Enerji kaynaklarının Türkiye’ye olan katkısını tartışırken sorulması gereken sorulardan bir tanesi de maden alanlarını özel sektöre ya da yabancı şirketlere devretmek çözüm mü? Başlangıçtan beri söylediğimiz gibi Türkiye büyüyen ekonomisi ve yükselen nüfusuyla her geçen gün enerjiye ihtiyacı artan bir ülke. Bunun dışında enerji yollarının kesiştiği nokta önemli bir terminal işlevi de görüyor.

*Sonuç*
üzerinde durulması gereken bir başka konu ise bor başta olmak üzere geleceğin teknolojisini şekillendirecek maden hammaddelerinin önemli oranda rezervi Türkiye’de bulunuyor. İleri teknolojiler düşünüldüğünde Türkiye maden rezervleri açısından dünyada önemli ülkeler arasına giriyor. Hem enerji üreticisi, hem de enerji terminali konumunda olan ülkemizin burada stratejik bir enerji planlaması yapması gerekiyor. üzelleştirmeler yerine elimizdeki kaynakları daha verimli kullanabilmek için planlı politikalar oluşturmak şu anda önümüzde duran en önemli ve akılcı seçeneklerden bir tanesi.

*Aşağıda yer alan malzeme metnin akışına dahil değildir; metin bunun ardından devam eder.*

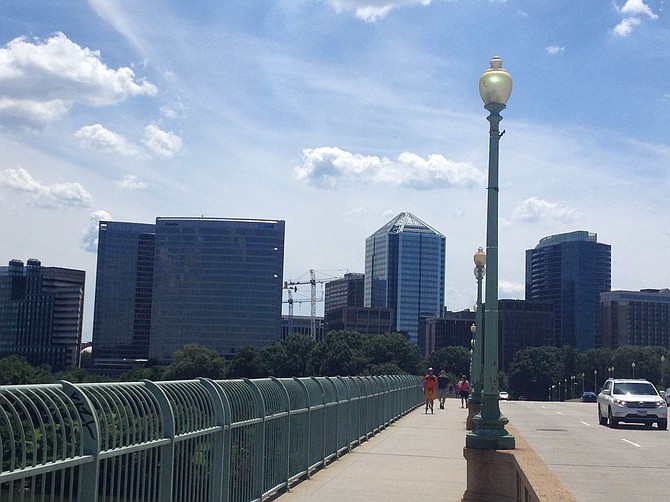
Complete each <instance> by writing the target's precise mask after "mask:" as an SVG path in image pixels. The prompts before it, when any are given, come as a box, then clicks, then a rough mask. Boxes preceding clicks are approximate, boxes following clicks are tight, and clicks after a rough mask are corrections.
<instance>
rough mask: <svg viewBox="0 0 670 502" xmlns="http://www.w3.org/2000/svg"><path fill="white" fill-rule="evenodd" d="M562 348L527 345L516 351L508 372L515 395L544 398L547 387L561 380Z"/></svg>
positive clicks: (510, 383) (563, 373) (562, 353)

Yani madenler sadece kar amaçlı metalar olarak düşünülmemeli. Bunun yerine ülke ekonomisine kazanç getirecek ve ülkenin faydasına kullanılabilecek milli zenginlikler olarak düşünülmeli. Bu noktada elbette ilk akla gelen konu özelleştirmeler. ülkemizi yönetenlerin bu nokta da daha duyarlı olması gerekiyor. Maden sahalarımızın özelleştirilmesi aslında Osmanlı döneminden bu yana devam eden Batı’nın hammadde ihtiyacını karşılamaya dönük bir girişim olmaktan öte gitmiyor. Türkiye’nin kendi geleceği için sanayisini daha da sağlamlaştırmak açısından kendi üretimini yapıp, kendi yolunu açması gerekiyor. Elimizdeki kaynakları milli politikalar doğrultusunda planlayarak kullanmak krizlerle dolu bir ekonomik yapılanmadan çıkmanın da önemli unsurlarından biri olarak görünüyor.

----------